Life is a state of mind.
In my world, the Grateful Dead don't exist.
It is interesting yet not surprising, in a culture suffused with the grandest ideas about human potential and life's possibilities, that few people ever learn what the human mind is capable of when it applies constraint. I'm not talking about self-discipline, which is about governing your intake of what is available. Rather, I mean constraining your view of what is available, permanently. It's such an alien thought that the distinction is even perhaps elusive. Self-discipline would be limiting yourself to one cupcake a week. What I'm talking about is creating a little personal world where cupcakes don't exist, where you never have to think about whether it's time for a cupcake because you're never going to eat another cupcake as long as you live. Seriously . . . no cupcakes ever again . . . ever . . . no matter what.
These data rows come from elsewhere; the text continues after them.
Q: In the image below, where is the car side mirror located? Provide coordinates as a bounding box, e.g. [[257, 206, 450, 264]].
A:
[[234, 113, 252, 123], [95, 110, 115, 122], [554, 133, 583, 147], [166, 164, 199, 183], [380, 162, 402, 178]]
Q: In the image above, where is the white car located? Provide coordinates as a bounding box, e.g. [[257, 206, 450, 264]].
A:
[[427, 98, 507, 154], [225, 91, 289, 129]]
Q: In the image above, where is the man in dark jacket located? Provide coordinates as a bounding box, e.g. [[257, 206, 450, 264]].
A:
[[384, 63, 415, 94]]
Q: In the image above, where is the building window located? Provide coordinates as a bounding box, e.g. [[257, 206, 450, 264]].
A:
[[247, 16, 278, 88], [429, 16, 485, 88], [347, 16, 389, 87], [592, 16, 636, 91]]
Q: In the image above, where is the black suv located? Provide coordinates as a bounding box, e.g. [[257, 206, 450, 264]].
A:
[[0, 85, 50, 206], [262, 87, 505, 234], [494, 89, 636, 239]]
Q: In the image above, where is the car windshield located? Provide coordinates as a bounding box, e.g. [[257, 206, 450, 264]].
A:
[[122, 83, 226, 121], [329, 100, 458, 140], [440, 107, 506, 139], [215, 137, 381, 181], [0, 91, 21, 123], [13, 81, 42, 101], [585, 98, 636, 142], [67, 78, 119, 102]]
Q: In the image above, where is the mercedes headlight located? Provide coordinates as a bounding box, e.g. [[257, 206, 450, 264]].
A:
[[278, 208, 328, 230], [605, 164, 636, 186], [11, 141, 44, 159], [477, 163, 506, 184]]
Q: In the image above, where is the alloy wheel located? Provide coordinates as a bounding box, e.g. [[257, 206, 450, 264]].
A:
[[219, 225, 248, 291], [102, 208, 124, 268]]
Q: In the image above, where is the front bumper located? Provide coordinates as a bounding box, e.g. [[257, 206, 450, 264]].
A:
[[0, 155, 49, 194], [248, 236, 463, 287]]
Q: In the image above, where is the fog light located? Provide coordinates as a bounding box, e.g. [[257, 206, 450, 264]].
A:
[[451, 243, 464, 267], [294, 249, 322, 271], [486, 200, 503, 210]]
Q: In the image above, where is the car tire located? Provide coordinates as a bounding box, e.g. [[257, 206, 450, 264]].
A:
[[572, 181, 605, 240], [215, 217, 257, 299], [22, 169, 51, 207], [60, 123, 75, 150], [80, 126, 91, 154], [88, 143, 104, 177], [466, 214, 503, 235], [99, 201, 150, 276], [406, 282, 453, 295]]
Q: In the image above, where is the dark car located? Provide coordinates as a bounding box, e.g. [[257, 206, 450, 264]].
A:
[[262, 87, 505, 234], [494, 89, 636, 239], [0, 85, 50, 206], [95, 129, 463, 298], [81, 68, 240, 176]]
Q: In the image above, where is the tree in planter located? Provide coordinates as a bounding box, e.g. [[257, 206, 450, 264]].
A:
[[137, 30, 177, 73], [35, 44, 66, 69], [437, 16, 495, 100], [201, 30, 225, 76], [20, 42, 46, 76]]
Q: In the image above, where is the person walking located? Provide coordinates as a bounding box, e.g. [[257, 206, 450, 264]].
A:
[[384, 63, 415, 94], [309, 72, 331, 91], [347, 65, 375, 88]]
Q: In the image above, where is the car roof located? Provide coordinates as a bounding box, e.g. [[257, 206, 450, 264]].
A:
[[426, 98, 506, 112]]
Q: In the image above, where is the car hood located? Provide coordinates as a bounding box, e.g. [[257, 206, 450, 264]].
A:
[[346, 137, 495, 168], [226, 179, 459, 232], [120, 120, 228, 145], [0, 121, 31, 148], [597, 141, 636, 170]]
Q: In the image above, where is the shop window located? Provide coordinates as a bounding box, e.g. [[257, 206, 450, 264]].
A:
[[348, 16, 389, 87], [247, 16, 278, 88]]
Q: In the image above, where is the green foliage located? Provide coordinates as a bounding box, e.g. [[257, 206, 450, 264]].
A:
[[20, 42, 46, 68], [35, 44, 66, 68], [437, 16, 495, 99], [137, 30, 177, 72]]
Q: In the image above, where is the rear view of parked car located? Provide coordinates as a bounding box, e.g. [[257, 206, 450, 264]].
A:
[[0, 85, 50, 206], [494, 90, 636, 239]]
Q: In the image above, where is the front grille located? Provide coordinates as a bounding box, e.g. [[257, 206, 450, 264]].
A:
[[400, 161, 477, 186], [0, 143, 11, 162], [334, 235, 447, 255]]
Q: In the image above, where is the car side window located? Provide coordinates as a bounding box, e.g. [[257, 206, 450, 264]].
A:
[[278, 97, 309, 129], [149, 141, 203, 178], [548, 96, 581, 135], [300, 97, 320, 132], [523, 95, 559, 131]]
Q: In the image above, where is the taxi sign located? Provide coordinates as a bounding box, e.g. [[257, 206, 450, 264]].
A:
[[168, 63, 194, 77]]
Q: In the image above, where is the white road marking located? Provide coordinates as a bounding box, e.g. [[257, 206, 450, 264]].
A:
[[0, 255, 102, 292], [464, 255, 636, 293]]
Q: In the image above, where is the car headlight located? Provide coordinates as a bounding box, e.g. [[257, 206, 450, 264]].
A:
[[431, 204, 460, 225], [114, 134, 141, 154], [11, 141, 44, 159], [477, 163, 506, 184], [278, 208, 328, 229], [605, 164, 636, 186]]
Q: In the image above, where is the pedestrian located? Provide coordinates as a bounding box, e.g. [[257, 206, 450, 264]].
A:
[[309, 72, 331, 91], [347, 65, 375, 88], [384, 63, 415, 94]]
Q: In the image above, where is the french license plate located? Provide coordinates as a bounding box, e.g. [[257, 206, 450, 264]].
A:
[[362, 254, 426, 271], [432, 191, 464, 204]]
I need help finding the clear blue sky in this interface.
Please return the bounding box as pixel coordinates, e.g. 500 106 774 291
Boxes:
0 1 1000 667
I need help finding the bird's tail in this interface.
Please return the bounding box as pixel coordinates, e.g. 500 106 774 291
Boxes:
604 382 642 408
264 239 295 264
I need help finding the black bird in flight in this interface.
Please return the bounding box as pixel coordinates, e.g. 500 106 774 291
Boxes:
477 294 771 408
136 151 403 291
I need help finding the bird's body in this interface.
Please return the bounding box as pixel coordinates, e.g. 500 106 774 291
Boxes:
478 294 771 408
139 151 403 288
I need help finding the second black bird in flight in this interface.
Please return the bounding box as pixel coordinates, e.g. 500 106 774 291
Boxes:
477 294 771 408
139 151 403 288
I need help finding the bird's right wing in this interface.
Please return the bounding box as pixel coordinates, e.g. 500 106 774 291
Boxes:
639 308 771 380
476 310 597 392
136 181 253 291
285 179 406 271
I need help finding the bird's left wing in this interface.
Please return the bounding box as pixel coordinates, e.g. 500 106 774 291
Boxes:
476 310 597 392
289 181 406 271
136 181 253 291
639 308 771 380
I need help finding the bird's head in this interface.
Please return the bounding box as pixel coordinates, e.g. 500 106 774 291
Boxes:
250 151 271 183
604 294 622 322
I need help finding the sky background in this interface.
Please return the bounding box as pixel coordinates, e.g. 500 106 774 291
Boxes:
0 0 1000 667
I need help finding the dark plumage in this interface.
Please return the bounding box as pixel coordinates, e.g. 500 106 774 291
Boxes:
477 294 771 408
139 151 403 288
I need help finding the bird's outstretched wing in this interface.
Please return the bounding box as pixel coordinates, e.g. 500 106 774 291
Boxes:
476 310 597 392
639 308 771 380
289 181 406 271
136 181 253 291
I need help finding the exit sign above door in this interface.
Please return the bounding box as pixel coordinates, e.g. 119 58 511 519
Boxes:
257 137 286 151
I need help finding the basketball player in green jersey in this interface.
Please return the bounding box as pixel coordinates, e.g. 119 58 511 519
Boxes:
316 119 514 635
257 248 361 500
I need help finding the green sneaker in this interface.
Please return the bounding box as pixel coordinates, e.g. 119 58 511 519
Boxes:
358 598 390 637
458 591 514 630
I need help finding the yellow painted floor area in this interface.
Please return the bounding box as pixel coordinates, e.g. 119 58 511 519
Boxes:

My point isn't about cupcakes and it isn't about asceticism. It's about a kind of radical solution to problems that we aren't conditioned to even consider, even as we weigh solutions that are—objectively, physically, etc.—much more radical. All experience with self-discipline deceives you if you've never done something like this: all you know is how hard self-discipline is, and projecting those agonies and failures out forever seems not even worth considering. But if you can bring yourself to the settled idea that cupcakes are only in the past, only for other people, it can be very easy to maintain that state, much easier than holding out for the next cupcake. This is not self-discipline but a state of mind.
You need to pick your spots, of course. Cupcakes are tasty.